# Corys in a nano



## colonel mustard (Apr 21, 2007)

HI is it posible to add some small corys to a heavily planted nano tank or would there not be enough substrate uncovered for them to find food on

thanks for any help you can give me


----------



## JanS (Apr 14, 2004)

How big is your nano?

If it's at least 5 gallons, you could add some dwarf Cory's. I think they'd still be able to pick through the plants to get the food, but it's always a good safeguard to add a regular Tetramin (or compatible) tablet to the tank a few times per week to make sure they're getting their nutrition.


----------



## dhavoc (Mar 17, 2006)

i keep 3 pygmie cory's and a dwarf honey groumi in a 8x8x8 cube. they are all healthy and stay small enough. just dont overload with fish/shrimp and do water changes and you will be fine.


----------



## Aussie_hippie_2 (Nov 11, 2006)

Yeah, try to find some pygmie cories, as depending on how big your tank is, they may be perfect. But be warned, they are very hard to find...


----------



## NatalieT (Mar 20, 2007)

If you want to look by scientific names, you can look for corydoras pygmaeus, c. hastatus, or c. habrosus. They're all equally small, have slightly different color patterns, and some places will sell one but not another. I've seen some of them at one or another place online, I just can't remember where right now. There were some c. pygmaeus on aquabid recently too.

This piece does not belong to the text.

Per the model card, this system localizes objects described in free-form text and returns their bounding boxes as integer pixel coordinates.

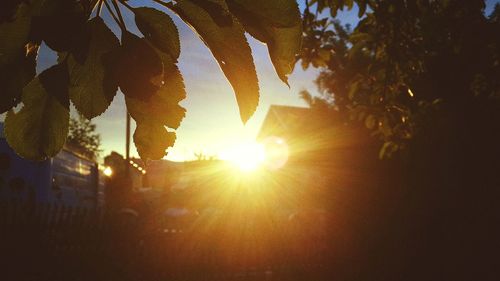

Edit: I just went looking for which places I'd seen them before.
I found some listed for sale at http://www.azgardens.com/corys_loaches.php
Also http://www.corysrus.com/ lists all three kinds in their catalog, but says out-of-stock.

I have not dealt with either place, I just looked at their web page.


----------



## Valley (Feb 28, 2007)

I can vouch for corysrus. He's a good guy and if you ask after a specific fish he'll do his best to get it for you. I haven't dealt with azgardens but they have been around a while. That's usually a good sign. Good luck HTH


----------



## dhavoc (Mar 17, 2006)

watch it with az, do a forum search to see what i mean. they are fine for supplies and plants mostly but with livestock......


----------



## JanS (Apr 14, 2004)

Better betta's on Aqua Bid carries them from time to time as well and they have excellent stock. 

Edit: Did Better Betta's change their name to Corysrus?


----------



## erijnal (Apr 5, 2006)

Jan, it does seem that they changed their name.


----------



## JanS (Apr 14, 2004)

Thanks James. I guess the Corysrus does make more sense for them since they carry such a huge varitey of them. 

I highly recommend them too, since they're one and the same as the ones mentioned above.


----------